Hillhater said:
...
If you keep telling yourself often enough, eventually you might believe that.. !
.....but anyone who bothers to check the facts, will not !
2020 solar production (up to June 16)...24.5 TWh
2020 Nuclear production same period....28.2 TWh
And of course you ignor the fact that the Nuclear generation is produced at a constant 6-7 GW , 24 hrs every day, from just 8GW installed capacity, whilst the solar is produced intermittently, from a 50 GW installed capacity, in a variable, unpredictable pattern and never for a continuous 24hr period.
.....i cannot believe we are still persisting with such a flawed generation system after 30+ years of dealing with its issues.
You are right, I've been wrong here.
I mixed the numbers up solar vs. nuclear. Actually nuclear production in 2020 was a bit higher than solar production so far as you stated correctly.
Obviously solar production s higher during day than during night, but that usually fits the demand curve.
The best indicator would be to compare the market price of solar vs the market price of nuclear.
A market price for nuclear does not exist afaik, but the baseload price might be a substitute for that
Have a look:
Solar: https://www.netztransparenz.de/EEG/Marktpraemie/Marktwerte
Baseload: http://www.baseload.kwk-infozentrum.de/
During the last years the average value of baseload production has not differed significantly from the average value of solar electricity in Germany, give or take 1ct/kWh here and there.
2020 is a special Situation because of the market crash during the Covid-19 shutdown. We now have prices around 1-2ct/kwh and we will have to see how that develops.
Obviously the market value of solar will self canibalise itself, when you have lets say 100GW, but for 50GW the value is still there as you can see from the charts.
The problem in the German electricity market during the last years is not to high prices but way to low prices. The most significant cause of that is the nature of the EEG which puts the RE at a price of 0ct/kwh in the merit order of power plants.
This system needs a reform but THIS is difficult.
Prediction of solar power and the intermediate nature of its production is not so complex. We had the partial solar eclipse in 2015 which had been an excellent test for the grid. Solar power gradients have been as high as the highest gradients would be with 100GW solar power installed and our grid was able to handle that in 2015:
https://www.researchgate.net/publication/283976623_Impact_of_the_Solar_Eclipse_from_20_th_March_2015_on_the_German_Electrical_Supply-Simulation_and_Analysis
The grid and residual power plants have become more flexible since than as you can see on our lignite power blocks which often go into "hot reserve" now, something considered quite impossible just a few years ago, but the plnats can handle the extra stress level.
Shutting down the nukes will give more flexibility, but our next problem is rotating masses in times of "100% RE", a Problem which we will be able to solve, too, of course.
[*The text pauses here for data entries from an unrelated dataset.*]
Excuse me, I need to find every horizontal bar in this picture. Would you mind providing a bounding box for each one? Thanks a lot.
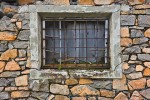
[42,28,107,31]
[43,46,108,50]
[43,17,108,22]
[44,64,109,68]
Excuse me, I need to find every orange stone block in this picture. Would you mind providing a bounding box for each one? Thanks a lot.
[18,0,36,5]
[11,91,30,98]
[0,61,5,73]
[143,68,150,76]
[79,79,93,84]
[144,62,150,68]
[147,79,150,87]
[100,89,115,97]
[0,49,17,60]
[128,78,146,90]
[3,7,17,14]
[5,60,21,71]
[121,38,132,46]
[54,95,70,100]
[16,22,22,29]
[121,27,130,37]
[0,32,16,41]
[79,0,94,5]
[128,0,145,5]
[134,4,150,9]
[94,0,115,5]
[114,92,128,100]
[15,75,28,86]
[144,28,150,38]
[113,75,128,90]
[65,78,78,85]
[44,0,70,5]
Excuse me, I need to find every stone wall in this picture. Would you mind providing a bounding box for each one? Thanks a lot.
[0,0,150,100]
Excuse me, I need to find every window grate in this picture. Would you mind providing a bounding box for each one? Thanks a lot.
[42,18,110,68]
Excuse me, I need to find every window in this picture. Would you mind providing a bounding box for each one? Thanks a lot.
[29,5,122,79]
[42,18,109,68]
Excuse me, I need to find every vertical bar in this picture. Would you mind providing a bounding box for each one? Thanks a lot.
[94,21,98,65]
[59,21,62,65]
[52,21,55,67]
[63,21,66,63]
[85,21,88,66]
[42,20,46,65]
[74,21,77,64]
[95,20,101,65]
[105,20,108,63]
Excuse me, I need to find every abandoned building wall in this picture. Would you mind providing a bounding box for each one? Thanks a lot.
[0,0,150,100]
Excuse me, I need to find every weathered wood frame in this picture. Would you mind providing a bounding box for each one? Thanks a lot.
[29,5,122,79]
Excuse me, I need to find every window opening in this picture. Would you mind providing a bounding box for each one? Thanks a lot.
[42,18,110,68]
[70,0,78,5]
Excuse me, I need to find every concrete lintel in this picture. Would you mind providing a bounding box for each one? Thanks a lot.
[29,5,120,13]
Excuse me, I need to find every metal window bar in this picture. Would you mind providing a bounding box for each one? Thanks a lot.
[42,19,109,68]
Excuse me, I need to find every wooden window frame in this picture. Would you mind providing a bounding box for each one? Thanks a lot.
[41,17,110,69]
[29,5,122,79]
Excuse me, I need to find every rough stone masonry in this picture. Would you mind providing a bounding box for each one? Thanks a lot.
[0,0,150,100]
The volatility of solar and wind power is something we can handle, the "lack" of storage is a imagined problem thats does not exist today as you can easily see on the arbitrage market. If there would be a need for that kind of storage the market prices would indicate that. They do not.
5GW of planned extra demand from electrolyseurs till 2030 will add more flexibility from the demand side.
I do not say that all is rosy and of course 100GW or 200GW of solar are much more complicated to integrate than 50GW, but it will be doable. Maybe we will have to throw away some of the produced electricity, because there is not enough demand, not enough grid capacity or not enough storage, but so what?
Throwing away 5% from 100GW and using 95% gives us a lot more solar power than using 99% of 50GW.
You are focusing on problems that we discussed 10 years ago and have already solved. Our actual real problems are quite different like crashing market values, rotating masses, stress in baseload themal power plants that do not produce baseload electricity any more, power gradients and so on...
The main problem oday is the low(!) prices at the EEX. No power plant is able to make money at 2ct/kWh. This is not a technical problem, it's a self made financial problem.